I think a lot of people may be expecting one of my longer reviews for this one but I am going to try and make it shorter, because there isn't much to say except that this is a masterpiece (and although there is a change of tone at the end, and some censorship of the book, I understand why it was necessary because of the time), and mostly I will just offer my counter to a couple of common complaints people wrongly have about this movie. 

I think the biggest complaint I ever see is how the movie re-arranges the order of the migrant camps and censors some important parts of the book (such as the woman breatfeeding the sick man) but I have to say that given the time it was understandable. Also, it was John Ford's take on Grapes of Wrath and while Steinback's book was a masterpiece (and yes better than the film) this movie is also a masterpiece in its own way. Yes, the ending is more optimistic but it rings much of the same message that the novel yielded, it was just made more subtle and more hopeful, which again given the time it was made I can see why it was necessary. That being said, that makes me very open to the re-make that Spielberg is doing for the novels 75th anniversary because it can adapt the book and not feel like a remake of this movie. The book and film for Grapes of Wrath are different, but they are both still powerful, impactful, and bring the same important, timeless themes. 

Another complaint I have heard (not often) was they thought the acting was bad, and the best thing to say is that they clearly haven't watched much film from this era.
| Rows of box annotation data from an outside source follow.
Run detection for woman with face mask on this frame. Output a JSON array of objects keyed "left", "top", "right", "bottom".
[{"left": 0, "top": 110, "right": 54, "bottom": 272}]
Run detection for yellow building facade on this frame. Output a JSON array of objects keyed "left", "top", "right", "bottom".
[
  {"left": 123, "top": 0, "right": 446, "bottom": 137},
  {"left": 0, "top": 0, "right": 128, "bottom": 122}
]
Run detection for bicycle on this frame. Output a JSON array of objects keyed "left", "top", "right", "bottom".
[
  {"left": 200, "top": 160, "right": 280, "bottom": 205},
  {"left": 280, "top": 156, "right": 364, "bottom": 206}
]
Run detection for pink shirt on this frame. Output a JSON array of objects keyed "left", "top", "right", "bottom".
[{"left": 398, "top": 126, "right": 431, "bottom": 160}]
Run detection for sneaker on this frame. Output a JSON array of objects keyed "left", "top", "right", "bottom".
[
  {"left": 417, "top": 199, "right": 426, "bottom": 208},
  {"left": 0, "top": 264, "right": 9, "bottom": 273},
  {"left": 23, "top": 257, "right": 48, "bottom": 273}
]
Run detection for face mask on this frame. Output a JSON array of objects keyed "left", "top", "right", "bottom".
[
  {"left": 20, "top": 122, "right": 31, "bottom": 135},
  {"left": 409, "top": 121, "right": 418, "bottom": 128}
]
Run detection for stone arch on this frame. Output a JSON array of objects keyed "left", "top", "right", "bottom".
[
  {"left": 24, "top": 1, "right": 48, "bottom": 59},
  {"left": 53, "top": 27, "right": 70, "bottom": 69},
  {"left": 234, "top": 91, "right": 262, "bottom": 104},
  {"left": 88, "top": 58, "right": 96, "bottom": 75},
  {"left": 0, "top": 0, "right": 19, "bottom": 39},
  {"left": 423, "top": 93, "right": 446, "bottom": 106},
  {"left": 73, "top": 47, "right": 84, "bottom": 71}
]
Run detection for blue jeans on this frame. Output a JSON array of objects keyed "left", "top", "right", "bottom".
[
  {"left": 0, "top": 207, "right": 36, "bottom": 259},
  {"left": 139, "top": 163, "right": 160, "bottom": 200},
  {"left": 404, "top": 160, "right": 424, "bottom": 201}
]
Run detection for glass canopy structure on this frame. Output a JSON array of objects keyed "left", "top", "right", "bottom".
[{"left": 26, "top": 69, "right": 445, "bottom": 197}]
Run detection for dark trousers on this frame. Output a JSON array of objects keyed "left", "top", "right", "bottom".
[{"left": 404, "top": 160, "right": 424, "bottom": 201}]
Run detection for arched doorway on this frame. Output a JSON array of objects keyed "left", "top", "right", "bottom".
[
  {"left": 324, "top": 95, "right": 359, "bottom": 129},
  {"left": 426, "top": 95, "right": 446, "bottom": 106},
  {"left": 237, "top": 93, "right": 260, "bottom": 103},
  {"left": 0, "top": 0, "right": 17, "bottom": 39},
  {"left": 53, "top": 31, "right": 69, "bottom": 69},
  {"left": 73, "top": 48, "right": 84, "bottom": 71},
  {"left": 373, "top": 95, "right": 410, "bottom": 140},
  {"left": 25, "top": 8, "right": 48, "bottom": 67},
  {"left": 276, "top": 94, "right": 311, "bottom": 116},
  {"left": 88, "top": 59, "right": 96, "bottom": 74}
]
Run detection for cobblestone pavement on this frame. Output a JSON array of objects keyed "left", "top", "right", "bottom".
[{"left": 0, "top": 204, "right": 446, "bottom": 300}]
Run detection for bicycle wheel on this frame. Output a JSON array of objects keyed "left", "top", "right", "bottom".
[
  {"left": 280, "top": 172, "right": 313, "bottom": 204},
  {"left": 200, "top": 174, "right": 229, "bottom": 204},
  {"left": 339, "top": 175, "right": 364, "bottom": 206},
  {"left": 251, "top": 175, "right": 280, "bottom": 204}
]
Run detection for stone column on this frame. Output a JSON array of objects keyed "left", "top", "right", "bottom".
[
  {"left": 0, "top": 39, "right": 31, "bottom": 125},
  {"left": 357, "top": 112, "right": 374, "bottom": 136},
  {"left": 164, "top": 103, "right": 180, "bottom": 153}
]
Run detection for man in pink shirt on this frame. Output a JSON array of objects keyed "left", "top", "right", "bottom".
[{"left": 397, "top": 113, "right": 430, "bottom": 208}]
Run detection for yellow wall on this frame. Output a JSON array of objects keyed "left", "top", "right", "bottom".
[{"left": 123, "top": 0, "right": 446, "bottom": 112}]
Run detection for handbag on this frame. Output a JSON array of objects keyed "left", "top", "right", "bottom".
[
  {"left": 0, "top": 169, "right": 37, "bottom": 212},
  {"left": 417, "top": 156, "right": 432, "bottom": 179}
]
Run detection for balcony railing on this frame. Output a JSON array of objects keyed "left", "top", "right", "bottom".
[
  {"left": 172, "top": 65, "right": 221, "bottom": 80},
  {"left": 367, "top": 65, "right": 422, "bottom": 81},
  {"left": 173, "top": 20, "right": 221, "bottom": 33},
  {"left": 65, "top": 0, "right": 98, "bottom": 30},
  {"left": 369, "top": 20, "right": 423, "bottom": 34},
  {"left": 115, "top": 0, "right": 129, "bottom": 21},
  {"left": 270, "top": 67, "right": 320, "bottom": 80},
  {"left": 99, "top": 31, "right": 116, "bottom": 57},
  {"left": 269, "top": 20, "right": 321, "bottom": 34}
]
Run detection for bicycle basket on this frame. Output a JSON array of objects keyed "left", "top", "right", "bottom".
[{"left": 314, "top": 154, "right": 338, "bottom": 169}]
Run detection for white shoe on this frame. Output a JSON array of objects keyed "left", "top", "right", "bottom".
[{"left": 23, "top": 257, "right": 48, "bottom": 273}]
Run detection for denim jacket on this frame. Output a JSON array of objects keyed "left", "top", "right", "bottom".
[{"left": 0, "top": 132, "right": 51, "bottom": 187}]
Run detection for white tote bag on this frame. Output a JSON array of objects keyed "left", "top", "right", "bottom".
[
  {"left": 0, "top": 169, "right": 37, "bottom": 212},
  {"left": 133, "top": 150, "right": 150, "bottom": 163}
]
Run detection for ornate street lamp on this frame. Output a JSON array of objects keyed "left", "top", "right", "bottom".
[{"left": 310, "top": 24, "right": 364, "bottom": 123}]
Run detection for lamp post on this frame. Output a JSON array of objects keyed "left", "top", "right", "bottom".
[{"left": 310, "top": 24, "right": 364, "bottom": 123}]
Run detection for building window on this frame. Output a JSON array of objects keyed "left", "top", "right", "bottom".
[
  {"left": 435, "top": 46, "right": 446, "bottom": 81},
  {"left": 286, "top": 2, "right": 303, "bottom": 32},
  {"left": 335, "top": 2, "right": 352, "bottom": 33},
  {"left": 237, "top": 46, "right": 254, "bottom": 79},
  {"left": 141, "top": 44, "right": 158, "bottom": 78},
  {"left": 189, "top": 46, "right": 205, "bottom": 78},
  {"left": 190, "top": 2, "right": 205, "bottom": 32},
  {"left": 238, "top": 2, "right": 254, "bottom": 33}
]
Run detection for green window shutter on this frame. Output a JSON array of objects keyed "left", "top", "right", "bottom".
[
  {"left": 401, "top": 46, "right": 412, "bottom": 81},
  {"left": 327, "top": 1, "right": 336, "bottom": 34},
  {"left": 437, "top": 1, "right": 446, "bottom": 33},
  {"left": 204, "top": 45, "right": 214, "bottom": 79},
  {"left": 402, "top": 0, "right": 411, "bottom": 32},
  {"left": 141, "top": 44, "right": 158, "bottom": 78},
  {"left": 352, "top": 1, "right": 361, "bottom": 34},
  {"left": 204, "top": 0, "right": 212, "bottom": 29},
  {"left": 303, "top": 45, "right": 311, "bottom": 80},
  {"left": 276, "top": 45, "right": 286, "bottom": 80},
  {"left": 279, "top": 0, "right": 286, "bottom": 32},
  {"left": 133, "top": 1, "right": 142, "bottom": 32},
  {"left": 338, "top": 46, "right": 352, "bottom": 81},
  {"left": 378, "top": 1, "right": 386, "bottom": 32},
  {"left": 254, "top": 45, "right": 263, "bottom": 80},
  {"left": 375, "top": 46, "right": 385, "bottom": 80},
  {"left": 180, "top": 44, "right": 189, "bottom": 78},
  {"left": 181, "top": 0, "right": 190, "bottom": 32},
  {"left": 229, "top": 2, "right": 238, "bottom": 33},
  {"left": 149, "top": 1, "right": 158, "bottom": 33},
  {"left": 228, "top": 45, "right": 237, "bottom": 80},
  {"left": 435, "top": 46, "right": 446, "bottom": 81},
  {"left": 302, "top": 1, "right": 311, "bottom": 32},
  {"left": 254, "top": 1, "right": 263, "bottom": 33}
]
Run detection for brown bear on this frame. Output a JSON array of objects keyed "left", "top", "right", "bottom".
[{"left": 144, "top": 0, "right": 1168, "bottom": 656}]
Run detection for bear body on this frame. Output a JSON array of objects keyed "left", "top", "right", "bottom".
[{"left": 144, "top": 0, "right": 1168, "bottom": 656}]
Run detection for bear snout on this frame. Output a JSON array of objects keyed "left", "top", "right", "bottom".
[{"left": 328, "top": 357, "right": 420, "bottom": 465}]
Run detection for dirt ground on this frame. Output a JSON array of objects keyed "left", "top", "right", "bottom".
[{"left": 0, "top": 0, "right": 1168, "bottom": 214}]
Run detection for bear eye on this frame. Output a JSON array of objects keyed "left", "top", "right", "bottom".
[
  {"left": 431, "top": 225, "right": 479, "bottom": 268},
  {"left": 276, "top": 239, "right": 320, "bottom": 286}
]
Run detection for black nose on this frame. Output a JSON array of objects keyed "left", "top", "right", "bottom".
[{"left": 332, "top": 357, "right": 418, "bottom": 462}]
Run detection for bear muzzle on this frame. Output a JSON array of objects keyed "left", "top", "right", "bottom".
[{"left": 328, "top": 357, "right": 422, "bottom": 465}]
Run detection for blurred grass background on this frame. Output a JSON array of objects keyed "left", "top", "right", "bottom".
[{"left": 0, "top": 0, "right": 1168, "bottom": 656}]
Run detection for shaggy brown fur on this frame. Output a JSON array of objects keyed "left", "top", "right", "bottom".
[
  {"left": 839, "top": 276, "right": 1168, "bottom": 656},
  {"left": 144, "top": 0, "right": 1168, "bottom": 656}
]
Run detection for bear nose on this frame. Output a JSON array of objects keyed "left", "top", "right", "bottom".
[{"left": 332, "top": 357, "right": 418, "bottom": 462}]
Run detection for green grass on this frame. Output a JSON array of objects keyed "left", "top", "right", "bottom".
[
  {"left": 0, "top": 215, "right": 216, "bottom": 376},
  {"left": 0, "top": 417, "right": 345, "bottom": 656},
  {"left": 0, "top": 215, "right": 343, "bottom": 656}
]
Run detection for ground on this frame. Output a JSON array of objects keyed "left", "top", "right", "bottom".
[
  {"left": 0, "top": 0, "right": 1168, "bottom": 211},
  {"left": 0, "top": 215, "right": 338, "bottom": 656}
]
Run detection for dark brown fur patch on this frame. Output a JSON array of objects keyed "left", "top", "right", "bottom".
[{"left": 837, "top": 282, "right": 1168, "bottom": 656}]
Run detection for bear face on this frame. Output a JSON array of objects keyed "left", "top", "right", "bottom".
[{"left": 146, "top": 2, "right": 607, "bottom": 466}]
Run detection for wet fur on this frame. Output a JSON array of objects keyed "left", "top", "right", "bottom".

A lot of the older, classic films are done in a different acting style (You can make an exception with Citizen Kane) and filmed differently than they are today, and for an important reason. The acting that you see in many classic films, such as Grapes of Wrath, is done much closer to stage acting and putting on a recording a stage like play without the limitations a stage play has. Eventually, with movies like Citizen Kane (which is why this movie is so important) you see filmmakers learning they aren't limited like you are on stage and they can provide a much more realistic approach to the story that a stage play couldn't because of its restrictiveness. Even if you don't have this knowledge of why the acting seems weird to you (it's a different acting style, a different style does NOT make the acting bad) it's fairly to realize that the performances in this movie are fantastic, they are iconic, powerful, and continue to be remembered and watched to this day. 

Now I am going to take a brief moment to talk about what makes this film so powerful (since this is a movie review I won't touch on the book that much, but the book is just (actually probably more) as impactful) and it has to be that the movie completely depicts the era, it may be fictional but the migrant workers were not fictional, what they went through was not fictional, and the themes showed the importance for the migrant workers to keep their dignity. The film shows how man will turn against man when he has fear of losing his power and that one of the greatest struggles at the time was not the Dustbowl, but the corruption of the few in power to stop others from ever being able to obtain anything, even if it meant having the thousands upon thousands starve or be beaten and die. Another important thing to note is many of those migrant camps shown in this movie were REAL migrant camps, there were many families that went through what the Joads went through, the movie depicted exactly how corrupt the powerful could actually get (in one of the more wealthy countries) and how they would (and did) treat the thousands in need like complete dogs because of the fear of losing any power. 

I went a little longer with this review than I actually intended (I did not want to write an essay for this, to many people have analyzed this film and book enough to where I can't really contribute much more) but Grapes of Wrath is a powerful movie, with many impactful themes that continue to resonate in importance today as they did 70 years ago, it is a timeless classic that will never die.